Porsche invests £57m in eFuel producer
Make no mistake: if Porsche can one day help to keep you in combustion-engined cars, it will
By PH Staff / Wednesday, April 6, 2022 / Loading comments
The closer 2030 gets, the more you’re going to hear about synthetic petrol. It is fast becoming the mechanical yin to electrification’s yang. Formula 1 has already said it’s targeting a ‘100 per cent sustainable fuel’ by the middle of this decade. We talked about Prodrive’s ‘ECOpower’ substitute not so long ago. But it is arguably Porsche which is putting its shoulder into the technology. And its money, too.
The manufacturer has just confirmed that it will invest $75m (£57m) in HIF Global LLC in return for a ‘long-term stake’ in the Santiago de Chile-based firm. The outlay is not just about R&D speculation either – the company in question is responsible for building the Haru Oni eFuel pilot plant, which, in partnership with Siemens Energy and ExxonMobil, is expected to begin the industrial production of 130,000 litres of eFuel from hydrogen and CO2 later this year. If successful, capacity will then be expanded in two stages to around 55 million litres by 2024, and around 550 million litres by 2026.
While Porsche is not alone in participating in the latest round of international financing – in time, synthetic fuel will likely prove crucial to the future of aviation and shipping, too, making it an obvious avenue for venture capital – plainly it sees considerable value not just in the eventual exploitation of the end product, but also in acquiring a stake in the method of its mass production (traditionally the sticking point of getting CO2-neutral fuel into your petrol tank).

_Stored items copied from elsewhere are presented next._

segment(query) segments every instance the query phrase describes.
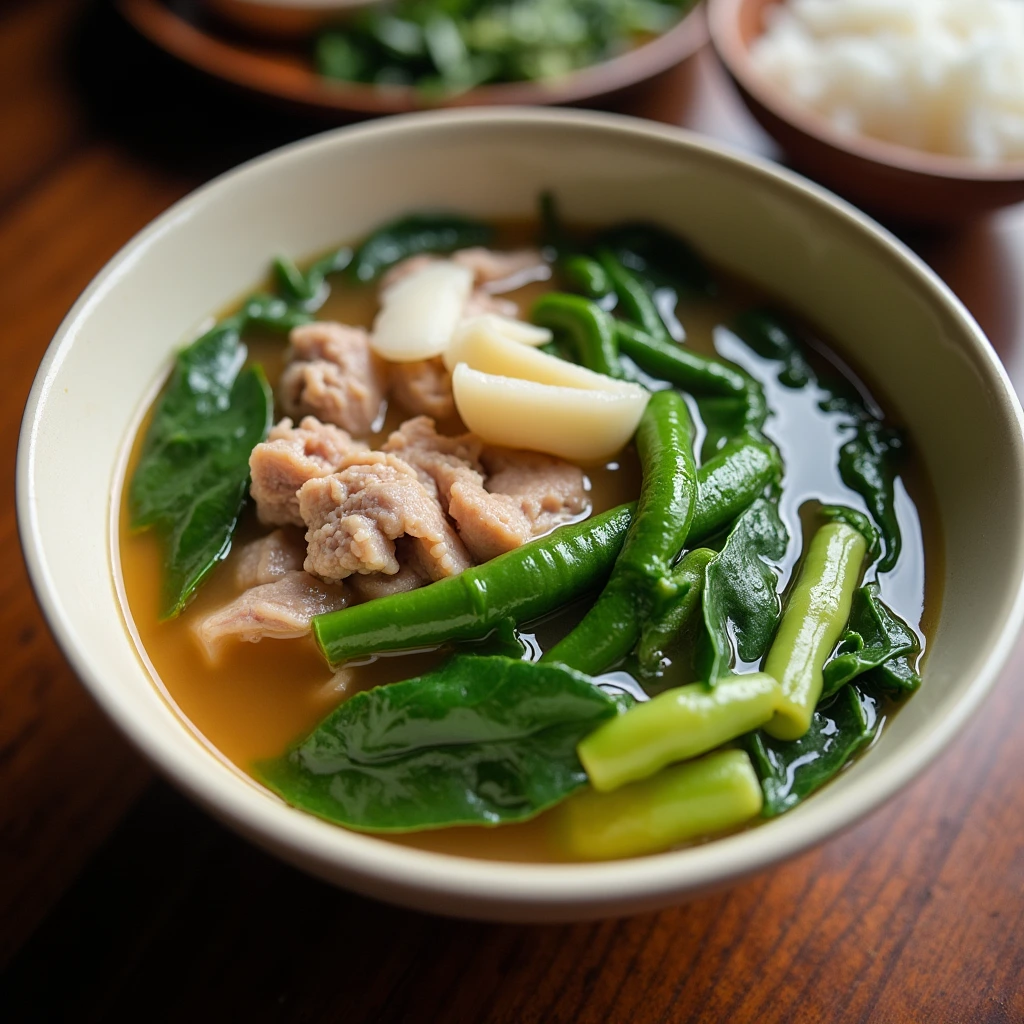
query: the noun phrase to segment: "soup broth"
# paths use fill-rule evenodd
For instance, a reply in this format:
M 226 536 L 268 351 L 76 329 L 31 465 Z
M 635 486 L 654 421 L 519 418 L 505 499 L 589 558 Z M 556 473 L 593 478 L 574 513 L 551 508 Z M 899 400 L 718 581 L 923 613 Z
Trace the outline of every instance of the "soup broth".
M 532 229 L 504 225 L 497 248 L 514 248 L 532 241 Z M 863 507 L 863 501 L 839 477 L 837 452 L 846 440 L 834 414 L 819 408 L 820 394 L 813 388 L 793 391 L 776 380 L 773 367 L 755 355 L 725 326 L 741 310 L 763 303 L 759 295 L 742 282 L 718 274 L 720 287 L 713 298 L 683 298 L 675 310 L 666 309 L 676 340 L 685 334 L 687 346 L 716 353 L 747 370 L 765 389 L 772 410 L 765 434 L 778 446 L 785 464 L 785 487 L 780 515 L 789 529 L 790 541 L 780 563 L 781 586 L 785 587 L 798 565 L 808 534 L 805 528 L 816 504 L 842 503 Z M 529 281 L 507 293 L 520 309 L 528 311 L 532 301 L 553 285 Z M 656 298 L 659 298 L 656 296 Z M 375 286 L 338 284 L 332 289 L 320 320 L 337 320 L 369 326 L 377 309 Z M 249 362 L 263 366 L 270 383 L 276 383 L 284 366 L 286 342 L 280 336 L 253 333 L 246 337 Z M 844 377 L 870 403 L 886 408 L 884 398 L 869 389 L 865 378 L 851 369 L 824 343 L 813 340 L 811 360 L 816 369 Z M 700 426 L 697 410 L 692 409 Z M 370 440 L 382 443 L 408 413 L 393 404 L 382 429 Z M 275 419 L 278 416 L 275 416 Z M 148 420 L 147 420 L 148 422 Z M 138 461 L 146 422 L 137 432 L 128 459 L 127 478 Z M 443 433 L 457 433 L 458 421 L 440 423 Z M 903 537 L 903 552 L 897 567 L 879 576 L 881 596 L 898 615 L 909 622 L 922 639 L 938 614 L 939 581 L 942 578 L 942 545 L 930 487 L 913 447 L 902 464 L 896 482 L 896 511 Z M 625 449 L 614 461 L 586 467 L 590 481 L 593 512 L 634 500 L 640 488 L 640 470 L 635 451 Z M 155 684 L 180 714 L 242 772 L 251 774 L 254 763 L 280 756 L 306 736 L 333 708 L 352 694 L 418 675 L 440 663 L 446 651 L 371 658 L 332 672 L 311 637 L 291 640 L 267 639 L 260 643 L 226 642 L 214 663 L 194 634 L 198 620 L 238 596 L 233 568 L 237 551 L 246 541 L 268 528 L 261 526 L 251 506 L 233 542 L 233 552 L 199 590 L 195 600 L 177 618 L 159 621 L 162 553 L 153 531 L 133 533 L 129 529 L 127 487 L 122 487 L 117 544 L 122 599 L 126 619 L 136 637 L 140 656 Z M 585 603 L 572 606 L 550 619 L 525 627 L 523 638 L 531 657 L 539 657 L 560 639 L 584 613 Z M 737 670 L 753 666 L 739 663 Z M 689 682 L 685 669 L 675 677 L 671 669 L 665 685 Z M 643 696 L 640 684 L 625 673 L 612 673 L 623 688 Z M 893 705 L 883 705 L 889 714 Z M 388 841 L 423 849 L 466 856 L 516 861 L 559 859 L 549 843 L 544 815 L 525 824 L 500 828 L 459 827 L 387 836 Z

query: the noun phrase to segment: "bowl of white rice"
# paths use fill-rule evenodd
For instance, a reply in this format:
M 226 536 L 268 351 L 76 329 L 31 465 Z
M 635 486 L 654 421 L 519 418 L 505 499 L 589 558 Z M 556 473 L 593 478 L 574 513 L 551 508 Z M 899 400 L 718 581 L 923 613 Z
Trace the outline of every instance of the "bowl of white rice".
M 883 216 L 1024 200 L 1024 0 L 709 0 L 719 57 L 811 177 Z

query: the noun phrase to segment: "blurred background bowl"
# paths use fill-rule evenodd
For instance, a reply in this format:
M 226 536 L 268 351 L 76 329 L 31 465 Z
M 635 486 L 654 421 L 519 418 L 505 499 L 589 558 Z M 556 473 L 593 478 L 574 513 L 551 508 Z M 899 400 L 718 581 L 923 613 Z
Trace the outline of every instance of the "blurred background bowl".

“We see ourselves as pioneers in eFuels and want to drive the technology. This is one building block in our clear, overall sustainability strategy,” said Michael Steiner, the board member for R&D at Porsche. The firm has been researching the use of renewable fuel for some time, and plans to use the first eFuel from Chile to power is flagship motorsport projects. In the future, it modestly reckons it might also be used to power combustion engines during initial fuelling at the factory, and at Porsche Experience Centres. But it’s safe to assume that the manufacturer’s internal end-game target is substantially more ambitious than that.